Which? reveals why worst performing composts did so badly

We asked a specialist lab to undertake analysis of some of our worst-performing composts from our latest compost for seed sowing and young plants trials. We looked at four bags per compost.

> In Gro-Sure’s Peat Free All-Purpose Compost with 4 months feed, we found sulphates were more than three times the level they should be (1,400mg/l compared to 400mg/l) in each of the four bags we tested. Sulphates are used to make stable fertilisers that will feed plants as they grow. But at high doses they increase the levels of salts, and cause the compost to become too acidic, burning delicate roots and leading to crisp, lifeless plants. We labelled this compost a Don’t Buy for sowing seeds.

> In J Arthur Bower’s Multi-purpose Compost we found the chloride levels were more than twice as high as they should be. Chlorides reduce nitrogen, which is vital for green, leafy growth, and this explained why our plants didn’t flourish.

> In contrast, Vital Earth’s Chelsea Mix All Purpose Compost had very high nitrogen levels. However this is also bad, leading to lifeless plants as high fertiliser levels cause water to be drawn out of plants’ feeding roots, damaging the roots and the plant.

> The four bags of the Westland Multipurpose Compost we tested had very low levels of fertiliser producing spindly plants that failed to grow as we’d expected.

All of the composts above, with the exception of Gro-Sure’s and Westland’s, will be reformulated next year.

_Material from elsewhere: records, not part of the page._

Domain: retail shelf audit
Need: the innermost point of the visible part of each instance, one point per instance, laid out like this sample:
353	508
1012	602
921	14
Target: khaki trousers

Which? Gardening editor, Ceri Thomas, said:

“Our tests show that gardeners shouldn’t necessarily blame themselves if their plants don’t grow as they’d hoped, given the shocking compost results we uncovered. It’s impossible for anyone to tell what’s in each bag as there are no labels telling people the composition.”

Which? members can check out our test results at www.which.co.uk/home-and-garden/garden/reviews-ns/compost/.

We also discovered some of the composts in our seed sowing and young plants trials have the same name but different formulations in various bag sizes. We found:

> Verve Sowing and Cutting Compost has 75% peat in the 12L size but 40% peat in the 50L bag.

> Verve Peat Free Multipurpose Compost has three formulations. The 12L bag contains composted bark and green waste. The 20L and 50L bags also contain coir and wood fibre and the 125L is different again, this time with no coir but does contain wood fibre.